Lorsque le Gafi inscrit un pays sur la liste grise, cette décision place généralement les activités financières et bancaires de ce pays sous une surveillance internationale et financière renforcée. Les autorités internationales sont alors habilitées à examiner toutes les opérations de transfert d'argent du pays vers l'étranger, en vérifiant leur origine et leurs objectifs, y compris les transferts effectués par l'État et la Banque centrale. De plus, cela comporte le risque de voir les banques correspondantes suspendre leurs relations avec les banques libanaises et de bloquer l'entrée de nouveaux investissements et fonds sur le marché libanais.
Ces derniers mois, il semble que le gouverneur par intérim de la Banque du Liban ait réussi à convaincre les banques correspondantes traitant avec le Liban, dont le nombre est passé d’une à six, des mesures prises par la BDL pour lutter contre le blanchiment d'argent et le financement du terrorisme. Cela signifie que les opérations bancaires et les transferts vers et depuis le Liban ne devraient pas être affectés, même si le Gafi insiste à inclure le Liban sur la liste grise. En effet, de nombreux pays à travers le monde, comme les Émirats et la principauté de Monaco, ont connu une situation similaire avant d’être retirés de la liste grise après avoir mis en œuvre les réformes requises.
Dans ce cadre, M. Mansouri a visité les ministères américains des Affaires étrangères et des Finances, ainsi que le Fonds monétaire international (FMI) et la Banque mondiale, pour convaincre les décideurs que les mesures prises par la BDL et les banques respectent les exigences du Gafi en matière de législation internationale et de transparence.
D'après certaines sources proches de M. Mansouri, il a averti les décideurs que placer le Liban sur la liste grise nuirait aux efforts de la Banque du Liban, favoriserait le blanchiment d'argent et isolerait financièrement et économiquement un pays déjà en difficulté. Bien que M. Mansouri ait réussi à convaincre certains interlocuteurs lors de ses rencontres aux États-Unis, il n'a pas pu garantir un report complet de l'inscription du Liban sur la liste grise.

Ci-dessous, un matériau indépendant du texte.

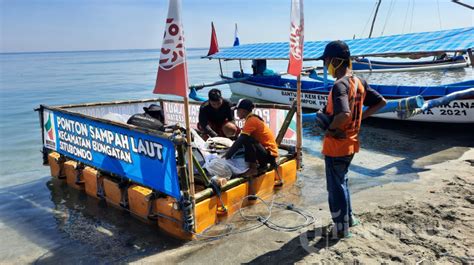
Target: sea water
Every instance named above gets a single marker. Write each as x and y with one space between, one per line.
43 220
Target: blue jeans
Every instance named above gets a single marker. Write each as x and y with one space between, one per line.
338 190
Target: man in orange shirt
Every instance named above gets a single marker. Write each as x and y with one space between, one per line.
256 137
345 104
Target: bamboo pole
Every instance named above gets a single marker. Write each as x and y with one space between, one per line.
375 17
190 149
299 130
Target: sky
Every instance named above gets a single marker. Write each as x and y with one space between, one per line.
72 25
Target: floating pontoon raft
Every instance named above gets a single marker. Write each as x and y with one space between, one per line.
144 171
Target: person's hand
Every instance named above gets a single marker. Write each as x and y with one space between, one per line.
210 131
336 133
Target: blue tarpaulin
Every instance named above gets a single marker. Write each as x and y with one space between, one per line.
422 44
143 158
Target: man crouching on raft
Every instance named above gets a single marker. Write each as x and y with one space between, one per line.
216 117
345 104
257 139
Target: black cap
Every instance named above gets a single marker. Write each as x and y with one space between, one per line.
337 49
152 108
214 94
245 104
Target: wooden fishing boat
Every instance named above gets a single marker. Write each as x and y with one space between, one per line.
366 65
144 171
314 96
274 88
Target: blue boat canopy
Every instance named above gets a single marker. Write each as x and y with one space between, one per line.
413 45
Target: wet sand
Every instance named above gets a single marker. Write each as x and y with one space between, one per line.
46 222
427 220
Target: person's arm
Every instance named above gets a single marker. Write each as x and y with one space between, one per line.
204 122
229 112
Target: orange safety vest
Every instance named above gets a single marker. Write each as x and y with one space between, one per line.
342 147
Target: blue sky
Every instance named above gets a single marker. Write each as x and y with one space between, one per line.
65 25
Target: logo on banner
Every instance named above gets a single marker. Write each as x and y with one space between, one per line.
296 41
172 51
49 129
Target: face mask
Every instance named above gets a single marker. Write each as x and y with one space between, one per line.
332 69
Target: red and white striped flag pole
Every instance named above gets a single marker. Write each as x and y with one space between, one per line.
295 65
172 77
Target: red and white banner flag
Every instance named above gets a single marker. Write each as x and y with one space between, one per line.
214 46
172 77
296 38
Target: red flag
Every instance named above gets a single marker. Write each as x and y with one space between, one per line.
214 47
172 77
296 38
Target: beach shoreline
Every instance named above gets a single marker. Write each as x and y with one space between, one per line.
427 220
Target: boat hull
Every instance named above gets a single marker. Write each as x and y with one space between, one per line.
458 111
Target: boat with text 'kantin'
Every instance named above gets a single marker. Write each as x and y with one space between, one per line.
449 103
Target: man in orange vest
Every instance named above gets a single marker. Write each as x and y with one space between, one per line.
346 100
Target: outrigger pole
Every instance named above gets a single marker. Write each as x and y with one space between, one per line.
299 127
295 66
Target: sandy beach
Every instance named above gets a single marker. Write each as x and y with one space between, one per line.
428 220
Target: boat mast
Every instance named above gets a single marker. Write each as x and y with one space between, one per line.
375 16
463 4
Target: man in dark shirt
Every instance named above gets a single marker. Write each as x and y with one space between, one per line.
216 117
345 104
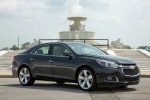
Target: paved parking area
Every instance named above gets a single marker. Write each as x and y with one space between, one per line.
10 89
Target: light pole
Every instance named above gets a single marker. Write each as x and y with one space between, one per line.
18 41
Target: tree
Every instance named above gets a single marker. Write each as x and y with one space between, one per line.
6 48
25 45
14 47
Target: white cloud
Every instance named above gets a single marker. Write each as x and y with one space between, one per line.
14 5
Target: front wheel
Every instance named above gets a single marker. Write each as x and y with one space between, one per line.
86 79
25 76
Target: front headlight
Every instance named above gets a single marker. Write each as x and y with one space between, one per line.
106 63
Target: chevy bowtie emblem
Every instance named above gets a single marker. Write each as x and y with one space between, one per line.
132 67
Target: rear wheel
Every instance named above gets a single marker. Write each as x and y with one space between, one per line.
86 79
25 76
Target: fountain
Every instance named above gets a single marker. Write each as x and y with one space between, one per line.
77 30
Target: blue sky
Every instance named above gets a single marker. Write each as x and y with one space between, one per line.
112 19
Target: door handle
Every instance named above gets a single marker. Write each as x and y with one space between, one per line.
31 59
51 61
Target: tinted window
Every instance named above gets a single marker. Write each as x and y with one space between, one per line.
85 49
42 50
60 50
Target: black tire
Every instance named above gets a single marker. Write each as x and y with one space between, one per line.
25 76
86 79
60 82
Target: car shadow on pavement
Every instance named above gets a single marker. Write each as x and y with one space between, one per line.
70 87
106 89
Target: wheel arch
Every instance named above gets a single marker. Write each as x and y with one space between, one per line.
23 65
81 67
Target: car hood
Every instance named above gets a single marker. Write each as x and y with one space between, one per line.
117 59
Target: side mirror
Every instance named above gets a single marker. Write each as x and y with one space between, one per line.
68 54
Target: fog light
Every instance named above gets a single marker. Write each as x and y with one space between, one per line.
109 78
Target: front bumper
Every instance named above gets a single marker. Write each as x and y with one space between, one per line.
118 76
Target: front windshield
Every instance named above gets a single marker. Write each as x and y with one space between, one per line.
85 49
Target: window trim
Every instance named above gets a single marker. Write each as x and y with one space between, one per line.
40 47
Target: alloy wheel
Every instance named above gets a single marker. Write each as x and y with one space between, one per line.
85 79
24 75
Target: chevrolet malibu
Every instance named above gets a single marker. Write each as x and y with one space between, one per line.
74 62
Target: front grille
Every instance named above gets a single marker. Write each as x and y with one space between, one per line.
134 71
131 79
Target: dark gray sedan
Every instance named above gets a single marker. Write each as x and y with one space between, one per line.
74 62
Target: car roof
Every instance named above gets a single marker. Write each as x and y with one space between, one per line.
60 43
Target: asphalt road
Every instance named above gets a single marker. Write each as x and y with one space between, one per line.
10 89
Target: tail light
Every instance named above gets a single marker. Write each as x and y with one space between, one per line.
14 57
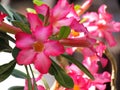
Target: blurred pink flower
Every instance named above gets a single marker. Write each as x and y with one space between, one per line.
2 16
82 82
39 87
102 25
63 14
36 48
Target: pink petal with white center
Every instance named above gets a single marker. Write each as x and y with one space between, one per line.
34 20
53 48
42 9
26 56
43 33
24 40
109 38
42 63
61 9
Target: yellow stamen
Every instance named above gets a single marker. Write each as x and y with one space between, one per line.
38 46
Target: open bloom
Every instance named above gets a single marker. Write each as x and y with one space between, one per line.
101 24
2 16
34 82
81 82
36 48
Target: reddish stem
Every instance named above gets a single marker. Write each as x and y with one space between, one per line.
76 42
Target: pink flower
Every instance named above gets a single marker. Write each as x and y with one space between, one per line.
101 25
2 16
36 48
39 87
81 82
63 14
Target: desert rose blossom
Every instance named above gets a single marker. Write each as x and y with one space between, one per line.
2 16
36 48
34 82
101 25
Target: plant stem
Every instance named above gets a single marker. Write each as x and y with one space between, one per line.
29 79
34 82
114 69
84 7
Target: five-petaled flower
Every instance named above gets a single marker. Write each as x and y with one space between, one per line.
36 48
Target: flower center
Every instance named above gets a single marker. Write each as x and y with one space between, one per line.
38 46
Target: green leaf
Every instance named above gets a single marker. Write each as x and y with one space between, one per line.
38 2
19 74
79 65
21 25
64 32
61 76
16 88
15 52
6 70
2 9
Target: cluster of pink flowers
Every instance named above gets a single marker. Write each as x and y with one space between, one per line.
43 42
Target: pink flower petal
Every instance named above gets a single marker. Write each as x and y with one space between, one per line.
26 56
53 48
110 39
43 33
43 9
42 63
24 40
33 20
77 26
61 9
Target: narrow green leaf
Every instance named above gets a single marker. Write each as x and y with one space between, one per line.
19 74
15 52
6 70
21 25
16 88
61 76
64 32
79 65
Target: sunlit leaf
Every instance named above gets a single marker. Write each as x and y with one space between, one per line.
64 32
61 76
15 52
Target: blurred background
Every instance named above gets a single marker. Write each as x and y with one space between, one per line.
21 5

Cependant, les banques correspondantes restent persuadées de la nécessité de maintenir leurs relations avec le Liban, même en cas d'inscription sur la liste grise. Le Gafi et les banques correspondantes estiment que le vrai problème réside non pas dans la BDL ou les banques, mais dans le gouvernement et les autorités judiciaires. Par conséquent, le Groupe d’action financière sur le Moyen-Orient et l’Afrique du Nord (MENAFATF) s'engage à maintenir les relations financières et bancaires avec le Liban et à éviter toute mesure punitive contre les opérations bancaires normales. Ainsi, l'inscription du Liban sur la liste grise pourrait simplement servir à inciter les autorités libanaises à réagir rapidement aux risques croissants, afin d'éviter qu'ils ne s'aggravent.